Wem gehört dieser Garten?

Facebooktwitterredditpinterestlinkedinmail

“Wem gehört dieser Garten?” riefen wir.
“Niemand!” tönte es von hinter der Mauer.
“Wenn er niemand gehört, dann können wir getrost …” begann mein Begleiter.
“Lass nur, es ist ein alter Witz”, sagte ich. “Wer ist dieser Niemand”, rief ich, “ist es ein großer Herr?”
“Der größte! Es ist der König Niemand, der Herrscher von Überall!”
“Ah ja. Und wenn wir den Garten betreten, dann wird Niemand uns einkerkern, Niemand uns foltern und Niemand uns köpfen lassen, ist das so?”
“Das ist so! Es sei denn … ”
“Es sei denn was?”
“Es sei denn, ihr geht links um die Mauer herum bis zur Kasse und zahlt den Eintrittspreis!”
“Und der wäre?”
“Zwei Groschen jetzt und das erste, was euch beim Heimkommen entgegenläuft!”
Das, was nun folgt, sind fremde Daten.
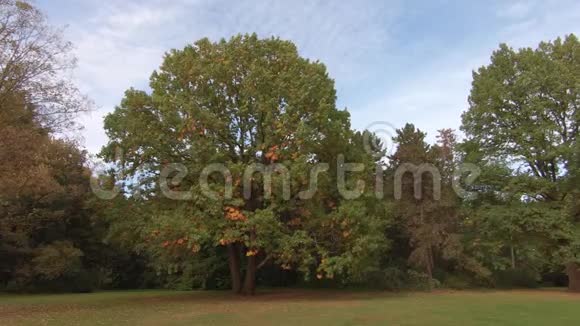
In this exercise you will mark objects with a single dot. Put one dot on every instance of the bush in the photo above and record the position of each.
(458, 282)
(421, 281)
(516, 278)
“Also die Lieblingstochter!”
“Quatsch!” kam eine zweite Stimme. “Der Eintritt kostet den Verstand, nichts weiter!”
“Gibt es Ermäßigung?”
“Nur mit Ausweis, Kriegsblinde gratis!”
“Und was kostet der Ausweis?”
“Zwei Groschen jetzt und das erste, was euch beim Heimkommen entgegenläuft!”
“Und den Verstand!”
“Und das Leben!”
“Und den letzten Nerv!”
“Ich glaube, wir gehen lieber!” sagte ich laut zu meinem Begleiter.
“Zufällig haben wir heute eine Werbeaktion. Hier sind zwei Freikarten!”
Ein Stein flog über die Mauer und traf meinen Begleiter fast an der Schulter. Zwei Eintrittskarten waren mit Klebestreifen darangeheftet.
“Und damit kommen wir hinein?”
“Damit kommt ihr herein!”
“Ohne geköpft zu werden?”
“Niemand wird geköpft!”
“Höchsten gerümpft!”
“Was soll denn das sein?”
“Man wird euch den Rumpf vom Kopf abschlagen!”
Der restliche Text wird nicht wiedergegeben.